While increasing brand awareness is a top-of-the-funnel marketing tactic, Sorenson stressed that beauty companies need to be more specific and targeted with their digital sampling initiatives.

“Sampling must be a strategic part of brands’ new approach to marketing, For now, brands own the cost of samples even for retailers, so offering a wide suite of products in all shades without knowing what the goal is isn’t cost-effective,” Sorenson said.

And that doesn’t even begin to address the waste problem that widespread sampling poses, which sustainable beauty brands simply can’t get behind.

About 18 months ago, Arcade Beauty launched a digital sampling platform called Abeo for its beauty partners, which attempts to solve both cost and waste problem. It also saves brands from flooding their e-commerce site with samples and under- or overestimating samples needed. Abeo is targeted at a specific audiences (like Gen-Z and younger millennials); capped at a sample size number; and promoted through social media platforms using a unique coupon. Customers have to answer a series of questions from a quiz (no more than four) to get samples sent to them. Thus far, Abeo has a 73% opt-in rate among shoppers, who are sent an advised shade, as well as formulations one shade darker and one shade lighter.

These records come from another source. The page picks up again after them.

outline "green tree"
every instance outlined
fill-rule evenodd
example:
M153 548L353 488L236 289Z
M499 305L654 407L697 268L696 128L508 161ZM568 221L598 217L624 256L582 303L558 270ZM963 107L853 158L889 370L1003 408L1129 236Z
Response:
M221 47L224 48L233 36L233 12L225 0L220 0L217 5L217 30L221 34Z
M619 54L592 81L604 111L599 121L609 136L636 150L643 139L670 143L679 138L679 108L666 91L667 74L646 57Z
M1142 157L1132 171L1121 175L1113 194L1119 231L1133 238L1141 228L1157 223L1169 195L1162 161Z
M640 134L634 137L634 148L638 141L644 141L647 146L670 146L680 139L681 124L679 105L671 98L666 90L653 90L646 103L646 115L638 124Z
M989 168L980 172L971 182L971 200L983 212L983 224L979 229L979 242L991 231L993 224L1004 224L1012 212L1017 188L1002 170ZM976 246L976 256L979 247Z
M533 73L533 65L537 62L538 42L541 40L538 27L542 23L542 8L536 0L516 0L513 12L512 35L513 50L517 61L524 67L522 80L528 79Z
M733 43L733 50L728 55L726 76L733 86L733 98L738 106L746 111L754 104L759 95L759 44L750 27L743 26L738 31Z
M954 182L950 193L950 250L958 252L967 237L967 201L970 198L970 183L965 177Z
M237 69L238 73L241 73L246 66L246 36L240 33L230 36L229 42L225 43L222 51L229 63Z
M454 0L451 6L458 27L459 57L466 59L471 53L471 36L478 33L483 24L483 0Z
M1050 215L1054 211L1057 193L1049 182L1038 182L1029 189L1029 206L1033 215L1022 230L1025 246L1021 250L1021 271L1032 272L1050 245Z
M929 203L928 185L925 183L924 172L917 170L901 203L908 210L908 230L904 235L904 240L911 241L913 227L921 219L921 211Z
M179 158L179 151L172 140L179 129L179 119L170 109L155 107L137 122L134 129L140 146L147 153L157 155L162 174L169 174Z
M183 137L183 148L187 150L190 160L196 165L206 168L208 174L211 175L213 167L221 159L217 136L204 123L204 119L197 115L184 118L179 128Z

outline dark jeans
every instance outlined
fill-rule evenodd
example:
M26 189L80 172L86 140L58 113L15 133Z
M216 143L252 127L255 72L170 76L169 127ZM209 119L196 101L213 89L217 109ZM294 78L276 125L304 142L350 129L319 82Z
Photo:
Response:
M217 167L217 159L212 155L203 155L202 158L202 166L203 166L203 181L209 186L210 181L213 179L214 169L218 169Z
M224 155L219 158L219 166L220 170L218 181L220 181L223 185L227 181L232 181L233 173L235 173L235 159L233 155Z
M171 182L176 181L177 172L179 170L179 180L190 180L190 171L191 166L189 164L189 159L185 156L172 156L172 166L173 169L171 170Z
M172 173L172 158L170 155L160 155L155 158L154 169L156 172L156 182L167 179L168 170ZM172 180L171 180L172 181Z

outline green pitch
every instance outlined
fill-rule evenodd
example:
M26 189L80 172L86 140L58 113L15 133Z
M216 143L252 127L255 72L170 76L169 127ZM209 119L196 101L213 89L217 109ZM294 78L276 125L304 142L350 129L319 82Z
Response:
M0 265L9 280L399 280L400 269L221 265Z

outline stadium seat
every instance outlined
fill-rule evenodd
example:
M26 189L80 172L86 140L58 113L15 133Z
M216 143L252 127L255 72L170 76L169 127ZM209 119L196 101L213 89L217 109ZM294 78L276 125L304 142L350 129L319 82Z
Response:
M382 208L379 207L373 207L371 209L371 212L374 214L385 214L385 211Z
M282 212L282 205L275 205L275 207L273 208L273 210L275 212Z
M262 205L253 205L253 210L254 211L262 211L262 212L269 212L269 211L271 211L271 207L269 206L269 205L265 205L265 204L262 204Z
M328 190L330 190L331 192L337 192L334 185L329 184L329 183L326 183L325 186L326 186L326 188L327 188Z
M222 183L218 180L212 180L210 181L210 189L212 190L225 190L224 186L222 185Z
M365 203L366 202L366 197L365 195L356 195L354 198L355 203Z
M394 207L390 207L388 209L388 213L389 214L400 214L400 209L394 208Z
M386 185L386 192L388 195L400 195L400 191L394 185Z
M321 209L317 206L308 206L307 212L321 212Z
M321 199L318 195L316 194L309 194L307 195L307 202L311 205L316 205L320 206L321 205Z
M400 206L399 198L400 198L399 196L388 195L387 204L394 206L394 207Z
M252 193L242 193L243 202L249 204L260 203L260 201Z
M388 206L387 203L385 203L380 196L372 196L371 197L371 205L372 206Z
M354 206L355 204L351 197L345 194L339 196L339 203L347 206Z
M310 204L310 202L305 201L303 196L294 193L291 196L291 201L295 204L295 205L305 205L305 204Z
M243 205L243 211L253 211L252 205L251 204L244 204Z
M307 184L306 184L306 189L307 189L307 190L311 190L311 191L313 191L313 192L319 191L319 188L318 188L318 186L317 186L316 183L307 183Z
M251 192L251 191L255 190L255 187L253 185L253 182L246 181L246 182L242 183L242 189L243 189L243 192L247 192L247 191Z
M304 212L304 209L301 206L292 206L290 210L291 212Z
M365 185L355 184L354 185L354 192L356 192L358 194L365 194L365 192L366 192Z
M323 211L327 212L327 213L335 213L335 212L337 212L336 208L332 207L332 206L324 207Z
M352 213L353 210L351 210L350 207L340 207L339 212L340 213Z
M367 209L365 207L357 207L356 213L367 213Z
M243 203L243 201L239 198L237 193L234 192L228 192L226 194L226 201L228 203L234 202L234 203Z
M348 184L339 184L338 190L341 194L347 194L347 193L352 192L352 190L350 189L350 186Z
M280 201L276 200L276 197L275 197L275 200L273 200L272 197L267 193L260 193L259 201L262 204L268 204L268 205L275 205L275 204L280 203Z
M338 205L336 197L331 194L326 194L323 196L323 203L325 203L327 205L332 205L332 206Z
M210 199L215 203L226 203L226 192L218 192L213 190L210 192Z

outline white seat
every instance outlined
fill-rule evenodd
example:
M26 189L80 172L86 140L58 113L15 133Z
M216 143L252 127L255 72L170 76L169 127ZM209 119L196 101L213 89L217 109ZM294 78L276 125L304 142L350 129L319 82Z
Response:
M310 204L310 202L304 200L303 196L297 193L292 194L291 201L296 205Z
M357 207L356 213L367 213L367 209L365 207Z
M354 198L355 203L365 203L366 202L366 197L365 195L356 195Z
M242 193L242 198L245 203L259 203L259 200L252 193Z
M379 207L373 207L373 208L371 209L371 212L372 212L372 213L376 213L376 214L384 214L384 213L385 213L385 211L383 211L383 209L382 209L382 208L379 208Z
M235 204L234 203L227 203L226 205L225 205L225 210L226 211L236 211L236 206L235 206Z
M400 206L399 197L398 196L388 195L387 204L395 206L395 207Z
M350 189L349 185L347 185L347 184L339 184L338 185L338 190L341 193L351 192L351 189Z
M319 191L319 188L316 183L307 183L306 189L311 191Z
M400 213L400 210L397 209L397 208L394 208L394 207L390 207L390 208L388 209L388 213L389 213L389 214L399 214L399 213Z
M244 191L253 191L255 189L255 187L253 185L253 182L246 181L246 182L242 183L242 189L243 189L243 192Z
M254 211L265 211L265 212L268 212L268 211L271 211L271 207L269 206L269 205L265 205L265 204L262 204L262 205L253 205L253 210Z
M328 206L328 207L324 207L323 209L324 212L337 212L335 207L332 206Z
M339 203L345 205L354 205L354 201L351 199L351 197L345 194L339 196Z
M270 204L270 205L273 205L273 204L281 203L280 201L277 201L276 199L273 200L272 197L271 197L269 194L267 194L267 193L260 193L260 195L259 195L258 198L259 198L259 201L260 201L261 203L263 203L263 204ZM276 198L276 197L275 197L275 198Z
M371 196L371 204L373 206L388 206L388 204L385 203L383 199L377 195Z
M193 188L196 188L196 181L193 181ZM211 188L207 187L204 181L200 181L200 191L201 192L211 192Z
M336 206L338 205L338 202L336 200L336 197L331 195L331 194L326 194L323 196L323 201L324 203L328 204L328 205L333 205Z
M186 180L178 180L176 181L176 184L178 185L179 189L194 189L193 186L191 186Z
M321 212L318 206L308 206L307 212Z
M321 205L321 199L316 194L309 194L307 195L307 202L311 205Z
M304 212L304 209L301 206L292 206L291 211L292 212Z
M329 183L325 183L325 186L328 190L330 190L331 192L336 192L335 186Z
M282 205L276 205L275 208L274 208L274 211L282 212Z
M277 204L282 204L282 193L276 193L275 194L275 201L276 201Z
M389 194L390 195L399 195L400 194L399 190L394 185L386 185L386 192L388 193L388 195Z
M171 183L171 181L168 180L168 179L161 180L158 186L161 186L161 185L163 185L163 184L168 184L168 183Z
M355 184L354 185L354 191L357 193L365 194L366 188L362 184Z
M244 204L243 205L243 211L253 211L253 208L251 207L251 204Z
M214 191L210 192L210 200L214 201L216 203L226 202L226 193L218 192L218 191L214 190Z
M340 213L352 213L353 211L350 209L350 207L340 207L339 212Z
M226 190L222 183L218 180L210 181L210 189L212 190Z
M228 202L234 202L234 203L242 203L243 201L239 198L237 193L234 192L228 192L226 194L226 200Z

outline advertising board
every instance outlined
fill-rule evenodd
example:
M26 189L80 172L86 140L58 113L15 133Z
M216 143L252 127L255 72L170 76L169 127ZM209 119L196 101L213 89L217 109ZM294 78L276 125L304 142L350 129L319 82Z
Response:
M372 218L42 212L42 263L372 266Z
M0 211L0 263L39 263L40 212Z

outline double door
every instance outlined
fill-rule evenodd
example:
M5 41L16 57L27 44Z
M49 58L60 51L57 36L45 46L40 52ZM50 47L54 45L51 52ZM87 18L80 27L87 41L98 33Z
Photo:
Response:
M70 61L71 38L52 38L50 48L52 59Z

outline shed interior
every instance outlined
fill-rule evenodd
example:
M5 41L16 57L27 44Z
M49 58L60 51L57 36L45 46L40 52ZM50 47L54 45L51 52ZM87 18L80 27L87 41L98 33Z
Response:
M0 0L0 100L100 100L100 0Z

“Scent strips and direct mail can be incredibly cost-effective and lead to huge conversion, but if you don’t have the contacts and don’t feel good about the waste, this can be the next best thing digitally. It still tells a story,” said Sorenson.

Faith Popcorn, futurist and CEO of marketing consulting firm BrainReserve, agreed. “The beauty counter is done. The person behind the counter doesn’t decide anymore how you shop, the customer does. So figure out how to serve her well online.”